Inflation Vs. the World!
Did that 7% Consumer Price Index (CPI) number that came out Wednesday morning shock you?
Do you think America is going to heck in a handcart ... a handcart that’s getting more expensive all the time? Well, it turns out we’re in good company.
- Inflation is spreading around the world like … oh, a virus or something. This has big implications for the U.S. economy.
You can prepare now — and maybe reap a whirlwind of gains — or you can ignore the problem and end up crying in your (expensive) beer.
According to the Organization for Economic Co-operation and Development (OECD), inflation in the world’s rich economies has hit a 25-year high.
Check this out:
Yikes! Check out that ballistic move on the right-hand side of the chart.
The factor that’s driving this increase the most: rising energy prices.
- They soared by 28%, up more than three percentage points from the previous month to the highest rate since June 1980.
Food price inflation also picked up strongly to 5.5%, from 4.6% in the previous month.
What about developing countries? In 2020, inflation in developing countries around the world averaged about 5.07%. Last year, it jumped to 5.53%.
And since inflation in the U.S. really shifted into higher gear at the end of last year, it’s not a stretch to say the same thing is probably happening in other countries as well.
Americans buy a lot of goods from other countries ... so, their pain is being passed through the global supply chain to squeeze you right where it hurts: your wallet.
A Tidal Wave of Inflation on the Horizon
We KNOW that bigger price increases are working their way into the American economy from overseas.
Costs of processed goods for intermediate demand — which reflect prices earlier in the production pipeline — soared 26.5% year over year in November. That’s the largest increase since 1974.
- So, from this we can deduce that inflation is going to get a lot worse before it gets better.
Do you want to ignore the coming wave … or stick your head in the sand?
How to Potentially Play This
History tells us that commodities perform very well in inflationary times. And an easy way to play a commodity rally is the Invesco DB Commodity Index Tracking Fund (NYSE: DBC).
This fund invests in futures contracts on 14 commodities, including gold, copper, corn, soybeans, gasoline and more.
And what’s especially great is that you can own the DBC fund and get the benefit of futures going higher without having to own futures themselves. DBC has a total expense ratio of 0.88%.
It shouldn’t be too big of a surprise that DBC began heating up last year along with inflation. More recently, it pulled back thanks to the COVID-19 Omicron variant scare. More recently, it bounced, and now is breaking out to the upside.
Let’s look at the chart:
Sure, the DBC already had a big move last year ... but with the kind of breakout we’re seeing now, simple technical analysis gives us a target 70% to the upside from here.
If you want to take on a little more risk with potentially much more bang for your buck, consider stocks leveraged to the underlying commodities.

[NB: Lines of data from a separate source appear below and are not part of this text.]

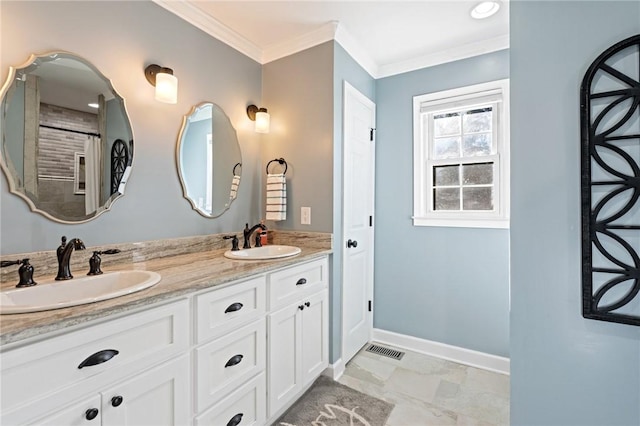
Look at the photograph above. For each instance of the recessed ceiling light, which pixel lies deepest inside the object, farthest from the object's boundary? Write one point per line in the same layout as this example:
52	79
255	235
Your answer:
485	9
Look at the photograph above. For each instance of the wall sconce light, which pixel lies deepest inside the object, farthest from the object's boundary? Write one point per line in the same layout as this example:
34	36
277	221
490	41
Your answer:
261	117
165	82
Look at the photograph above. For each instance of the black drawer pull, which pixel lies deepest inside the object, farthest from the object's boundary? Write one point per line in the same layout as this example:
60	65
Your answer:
116	401
234	360
233	307
235	420
91	413
99	358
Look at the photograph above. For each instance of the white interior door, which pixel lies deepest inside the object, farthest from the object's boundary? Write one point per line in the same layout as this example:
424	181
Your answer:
357	220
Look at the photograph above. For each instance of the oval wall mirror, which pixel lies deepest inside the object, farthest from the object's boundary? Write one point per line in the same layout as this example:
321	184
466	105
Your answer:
209	159
67	143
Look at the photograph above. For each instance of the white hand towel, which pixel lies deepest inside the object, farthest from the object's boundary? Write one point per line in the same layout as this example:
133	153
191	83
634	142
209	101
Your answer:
235	183
276	208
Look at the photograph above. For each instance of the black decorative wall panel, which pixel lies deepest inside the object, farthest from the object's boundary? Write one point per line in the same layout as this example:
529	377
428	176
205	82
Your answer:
610	130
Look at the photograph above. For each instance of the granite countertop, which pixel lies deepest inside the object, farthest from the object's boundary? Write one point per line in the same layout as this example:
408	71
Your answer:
181	275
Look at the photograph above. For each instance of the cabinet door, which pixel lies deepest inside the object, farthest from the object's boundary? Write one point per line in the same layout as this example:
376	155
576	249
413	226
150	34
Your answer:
315	336
159	396
85	413
284	364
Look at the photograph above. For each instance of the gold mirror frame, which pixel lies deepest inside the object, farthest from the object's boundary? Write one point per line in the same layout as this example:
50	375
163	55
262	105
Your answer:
17	182
211	181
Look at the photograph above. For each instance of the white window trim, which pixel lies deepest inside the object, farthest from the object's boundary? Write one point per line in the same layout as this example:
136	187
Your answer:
422	214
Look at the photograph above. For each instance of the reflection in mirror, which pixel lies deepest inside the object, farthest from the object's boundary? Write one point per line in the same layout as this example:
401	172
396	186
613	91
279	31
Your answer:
67	143
209	160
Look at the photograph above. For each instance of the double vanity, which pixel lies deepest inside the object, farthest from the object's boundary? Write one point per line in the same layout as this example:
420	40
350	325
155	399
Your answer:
215	341
173	332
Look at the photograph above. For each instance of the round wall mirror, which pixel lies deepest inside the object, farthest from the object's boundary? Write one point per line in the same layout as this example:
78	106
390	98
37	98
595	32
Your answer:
67	143
209	160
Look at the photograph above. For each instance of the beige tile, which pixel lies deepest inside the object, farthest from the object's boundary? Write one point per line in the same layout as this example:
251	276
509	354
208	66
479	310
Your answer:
431	391
420	386
412	415
485	406
470	421
369	369
487	381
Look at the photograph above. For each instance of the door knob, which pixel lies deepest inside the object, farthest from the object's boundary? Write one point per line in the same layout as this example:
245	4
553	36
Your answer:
91	413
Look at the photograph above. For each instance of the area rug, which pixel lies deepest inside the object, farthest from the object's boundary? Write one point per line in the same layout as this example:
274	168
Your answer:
329	403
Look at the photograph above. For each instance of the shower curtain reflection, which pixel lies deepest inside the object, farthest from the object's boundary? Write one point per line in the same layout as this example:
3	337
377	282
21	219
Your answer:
93	161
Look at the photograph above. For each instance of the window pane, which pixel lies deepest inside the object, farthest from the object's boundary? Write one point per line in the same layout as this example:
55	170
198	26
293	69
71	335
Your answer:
446	199
477	174
446	148
446	124
446	175
477	120
477	198
476	144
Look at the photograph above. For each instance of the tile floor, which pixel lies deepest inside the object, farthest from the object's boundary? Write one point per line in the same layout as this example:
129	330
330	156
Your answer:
431	391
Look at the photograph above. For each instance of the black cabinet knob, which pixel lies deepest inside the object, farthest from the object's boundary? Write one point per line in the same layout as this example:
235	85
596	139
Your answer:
233	307
99	358
235	420
234	360
91	413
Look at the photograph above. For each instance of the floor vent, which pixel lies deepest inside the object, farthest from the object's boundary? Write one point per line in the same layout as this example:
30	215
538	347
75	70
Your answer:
381	350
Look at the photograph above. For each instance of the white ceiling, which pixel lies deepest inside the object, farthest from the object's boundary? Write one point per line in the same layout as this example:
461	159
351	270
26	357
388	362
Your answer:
385	36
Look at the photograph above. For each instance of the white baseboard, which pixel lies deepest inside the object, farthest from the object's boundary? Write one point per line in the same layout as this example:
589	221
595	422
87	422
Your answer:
470	357
335	370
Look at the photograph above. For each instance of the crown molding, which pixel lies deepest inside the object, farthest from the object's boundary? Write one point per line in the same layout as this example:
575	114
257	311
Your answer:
453	54
313	38
213	27
330	31
353	48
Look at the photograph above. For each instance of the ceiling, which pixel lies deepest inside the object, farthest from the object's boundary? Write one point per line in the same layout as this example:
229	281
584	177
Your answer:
386	37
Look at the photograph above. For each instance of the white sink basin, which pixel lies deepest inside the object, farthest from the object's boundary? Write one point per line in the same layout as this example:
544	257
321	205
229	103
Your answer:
263	253
77	291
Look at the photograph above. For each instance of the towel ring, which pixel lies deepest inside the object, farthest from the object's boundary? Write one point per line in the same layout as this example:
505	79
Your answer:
279	160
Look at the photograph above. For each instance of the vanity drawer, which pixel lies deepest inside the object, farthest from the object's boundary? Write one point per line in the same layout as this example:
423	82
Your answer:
290	284
246	406
33	371
223	310
225	363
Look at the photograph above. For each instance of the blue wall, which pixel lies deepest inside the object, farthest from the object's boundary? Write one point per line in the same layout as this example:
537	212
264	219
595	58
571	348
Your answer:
449	285
345	68
565	370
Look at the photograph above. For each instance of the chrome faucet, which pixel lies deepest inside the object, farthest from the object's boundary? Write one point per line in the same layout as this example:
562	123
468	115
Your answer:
248	231
64	256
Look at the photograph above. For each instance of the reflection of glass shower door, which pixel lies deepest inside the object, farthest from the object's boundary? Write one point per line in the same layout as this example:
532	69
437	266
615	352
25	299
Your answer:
209	193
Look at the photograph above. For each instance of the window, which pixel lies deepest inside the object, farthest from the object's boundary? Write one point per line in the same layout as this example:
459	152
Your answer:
461	157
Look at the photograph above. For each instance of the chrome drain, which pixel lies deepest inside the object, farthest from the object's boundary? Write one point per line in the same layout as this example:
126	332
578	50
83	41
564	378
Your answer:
388	352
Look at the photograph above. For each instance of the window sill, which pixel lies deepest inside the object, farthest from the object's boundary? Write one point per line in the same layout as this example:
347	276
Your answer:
493	223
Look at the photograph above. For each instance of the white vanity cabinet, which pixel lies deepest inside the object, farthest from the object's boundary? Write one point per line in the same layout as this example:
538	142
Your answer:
298	331
72	378
159	396
230	358
236	354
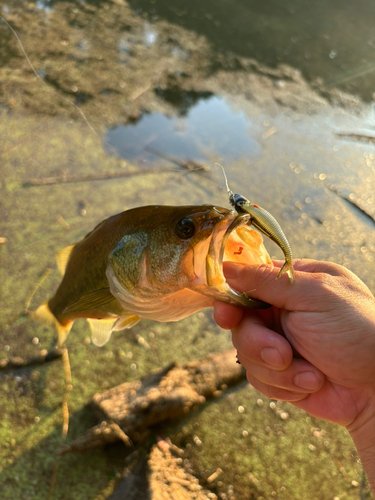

I’m recommending those stocks to subscribers in my Wealth Megatrends newsletter right now.
My subscribers are currently sitting on open gains of 52% and 29% — just to name a few — based on my recommended entry prices.
If you’re doing it on your own, be very careful. It can be tough to tell the dynamite from the duds.
The world is experiencing inflation. Even bigger price hikes are in the pipeline. Don’t stick your head in the sand.
Catch that tidal wave and ride it to higher and higher profits.